I accept the fact that Ann is no longer with us, but what brings tears to my eyes in this moment is knowing that the solution to her alcoholism was sitting right in front of her for over twelve years. No, not with the chairperson who told her that AA was a selfish program, but rather in that blue book titled Alcoholics Anonymous (AA World Services)—affectionately known as the “Big Book.” It is the origin of such chapters as, “There is a Solution,” and “How It Works.” Unfortunately, the words on those pages—much like the book itself—go unnoticed by many, if not most, AA members today. I liken my sister’s death to someone dying of thirst... not looking in their backpack to discover a canteen full of water.

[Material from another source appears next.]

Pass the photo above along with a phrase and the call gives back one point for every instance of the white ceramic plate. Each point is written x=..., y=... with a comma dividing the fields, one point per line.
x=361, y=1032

When Ann died they had a memorial service for her at the clubhouse, followed no doubt by a meeting to discuss “keeping it green.” Would it not have been a more fitting tribute to my sister if they had opened up the book Alcoholics Anonymous and discussed the solution to alcoholism and drug addiction so that newcomers wouldn’t follow in her footsteps? How many thousands of AA members will be eulogized by a fellowship of men and women who believe that being selfish and fearful is the path to sobriety? My sister locked herself up in a prison of fears, resentments, and morbid fantasies, never hearing the solution to her problem. Today she is finally carrying a message from the book Alcoholics Anonymous—“Half measures availed us nothing” (59).
The
first sentence of chapter five in the Big Book states: “Rarely
have we seen a person fail who has thoroughly followed our path”
(58). I can honestly
say in the eleven years that I have been a sober member of
Alcoholics Anonymous (1997), I have never
seen a person fail who has “thoroughly followed our path.” And yet if you are a new member of AA, there is about a
ninety percent chance that you will fail... that you will drink or
get high again. How can
this be? If you are sometimes bored at AA meetings, you have relapsed,
or wonder why so many people are relapsing around you, "Staying Sober in AA..." will provide the answers you’re looking for.